Unfortunately, that hasn't been enough to keep the stock safe from the bears. In the past six months, the stock is down 71%, which is more than the Horizons Marijuana Life Sciences ETF's fall of 53% over the same period.
Why is Charlotte's Web crashing?
The sell-off started back in August, around the time that industry giant Canopy Growth released its ugly first-quarter results where it reported a loss of 1.28 billion Canadian dollars. Admittedly, that had nothing to do with Charlotte's Web, but cannabis stocks, even ones that are involved mainly in hemp, can often get dragged down together as investors' concerns rise for the industry as a whole.
Charlotte's Web also did itself no favors in its third-quarter results in November, when it also reported a loss. Although it was a bit more modest at $1.3 million, it was also the first time in the past four quarters that the company wasn't profitable. Its growth was also flat from the second quarter as sales stayed around $25 million.
Later that month, the Food and Drug Administration issued a statement warning customers that cannabidiol (CBD) is not necessarily as safe as everyone thinks it is. FDA Principal Deputy Commissioner Amy Abernethy stated:
We remain concerned that some people wrongly think that the myriad of CBD products on the market, many of which are illegal, have been evaluated by the FDA and determined to be safe, or that trying CBD can't hurt.
It was yet another gut punch to hemp companies, whose hemp-derived CBD products target consumers who are looking for the health benefits of CBD. Concerns that CBD may not be entirely safe put investors on high alert, and rightfully so as it could result in softer sales numbers for a company like Charlotte's Web.
Should investors be worried?
As bad as things have been for Charlotte's Web, there's a real danger that they could get worse. While selling hemp-based products makes the company a safer investment, it also exposes it to more competition. Canopy Growth is looking to get in on the U.S. hemp market, and other Canadian companies have expressed a desire to do so as well. With no way to enter the cannabis market in the U.S. besides hemp, it's become the next best option for marijuana companies. With all of that supply could come a very significant consequence: lower prices.
Julie Lerner, the CEO of PanXchange, an over-the-counter physical commodity exchange, believes there is simply too much supply in the markets today, stating, "Every way you slice it, the physical demand for the CBD market is much, much smaller," and she's surprised that prices haven't started falling.

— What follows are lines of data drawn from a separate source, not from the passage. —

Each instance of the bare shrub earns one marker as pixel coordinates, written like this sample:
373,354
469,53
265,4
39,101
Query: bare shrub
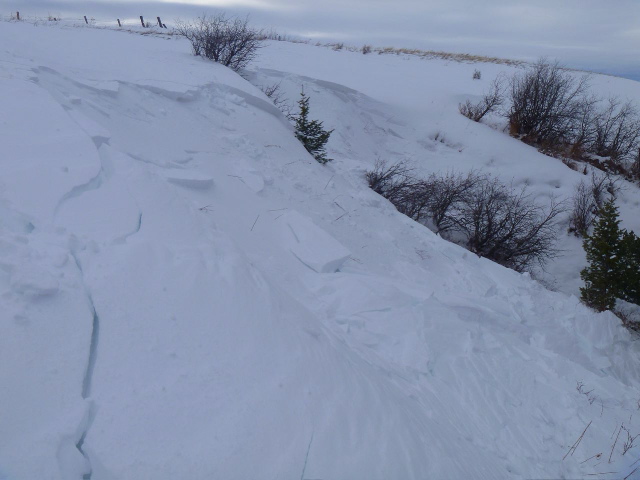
583,210
447,192
587,201
229,41
395,182
490,102
507,226
616,131
476,211
278,98
546,102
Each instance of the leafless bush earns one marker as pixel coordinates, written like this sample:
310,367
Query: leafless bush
278,98
583,211
489,103
393,182
546,102
226,40
587,201
447,193
508,226
617,131
479,212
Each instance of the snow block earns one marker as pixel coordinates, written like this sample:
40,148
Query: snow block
188,178
33,281
311,245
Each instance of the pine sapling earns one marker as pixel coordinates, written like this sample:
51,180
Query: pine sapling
310,132
604,254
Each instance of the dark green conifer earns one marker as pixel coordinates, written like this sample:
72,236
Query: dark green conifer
602,277
310,132
630,275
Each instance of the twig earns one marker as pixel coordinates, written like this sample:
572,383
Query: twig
325,187
340,206
597,455
345,213
254,223
575,445
306,457
634,471
614,443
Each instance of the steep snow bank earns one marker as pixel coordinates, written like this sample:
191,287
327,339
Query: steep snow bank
231,309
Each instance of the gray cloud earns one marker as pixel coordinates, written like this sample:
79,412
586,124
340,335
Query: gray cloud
600,35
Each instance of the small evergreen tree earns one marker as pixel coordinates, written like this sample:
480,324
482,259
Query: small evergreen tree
631,274
310,132
604,254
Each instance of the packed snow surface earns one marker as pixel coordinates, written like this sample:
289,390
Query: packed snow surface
186,293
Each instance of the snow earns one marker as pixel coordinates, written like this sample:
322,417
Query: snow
186,293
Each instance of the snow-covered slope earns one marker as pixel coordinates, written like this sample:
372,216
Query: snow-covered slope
186,293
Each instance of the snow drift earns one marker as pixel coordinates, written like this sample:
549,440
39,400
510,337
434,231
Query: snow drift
186,293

While she notes that demand will likely become a lot stronger over the long term, that won't happen until prices come down.

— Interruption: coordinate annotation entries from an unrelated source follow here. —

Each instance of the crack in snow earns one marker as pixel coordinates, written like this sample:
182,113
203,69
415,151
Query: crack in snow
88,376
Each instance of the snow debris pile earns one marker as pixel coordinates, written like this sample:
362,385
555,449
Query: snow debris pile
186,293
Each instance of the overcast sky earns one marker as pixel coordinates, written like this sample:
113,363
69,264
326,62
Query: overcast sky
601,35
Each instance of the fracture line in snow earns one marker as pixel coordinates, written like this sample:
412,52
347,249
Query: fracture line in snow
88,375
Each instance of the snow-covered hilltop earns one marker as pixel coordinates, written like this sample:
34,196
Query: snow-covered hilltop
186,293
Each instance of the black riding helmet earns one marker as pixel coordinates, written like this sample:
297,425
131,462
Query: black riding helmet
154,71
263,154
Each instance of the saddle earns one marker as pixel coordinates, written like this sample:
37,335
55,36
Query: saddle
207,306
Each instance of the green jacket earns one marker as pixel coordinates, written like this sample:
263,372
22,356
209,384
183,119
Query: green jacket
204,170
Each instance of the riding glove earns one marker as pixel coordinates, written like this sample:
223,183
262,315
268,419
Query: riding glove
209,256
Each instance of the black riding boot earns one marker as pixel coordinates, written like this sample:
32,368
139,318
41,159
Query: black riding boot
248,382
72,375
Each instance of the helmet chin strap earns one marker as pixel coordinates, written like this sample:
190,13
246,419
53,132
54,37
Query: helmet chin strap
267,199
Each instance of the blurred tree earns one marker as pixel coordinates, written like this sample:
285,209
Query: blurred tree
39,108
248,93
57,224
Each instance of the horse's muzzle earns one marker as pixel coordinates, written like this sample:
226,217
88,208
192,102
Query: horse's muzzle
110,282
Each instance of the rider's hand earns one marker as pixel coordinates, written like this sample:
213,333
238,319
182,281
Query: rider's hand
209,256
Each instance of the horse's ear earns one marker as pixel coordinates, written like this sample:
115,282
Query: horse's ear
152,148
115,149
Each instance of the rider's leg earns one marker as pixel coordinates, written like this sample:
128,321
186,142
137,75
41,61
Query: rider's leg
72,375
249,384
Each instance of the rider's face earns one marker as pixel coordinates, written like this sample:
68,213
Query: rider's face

The end result is a scenario in which a hemp company like Charlotte's Web starts to see its margins shrink, which could affect its ability to remain profitable. Over the trailing 12 months, the company has averaged a gross margin of 74%. And with a profit margin of just 6.8%, even a small decrease in its revenue could put the company into the red on a more consistent basis.
Is Charlotte's Web a buy?
Charlotte's Web is trading right around its 52-week low, and while it may be tempting to buy the stock at that price, there are too many question marks today to justify buying it. Not only is growth a concern, but so are the company's future margins and its ability to stay in the black. Even though it's not as risky as a marijuana stock, that's not enough to make Charlotte's Web a good buy.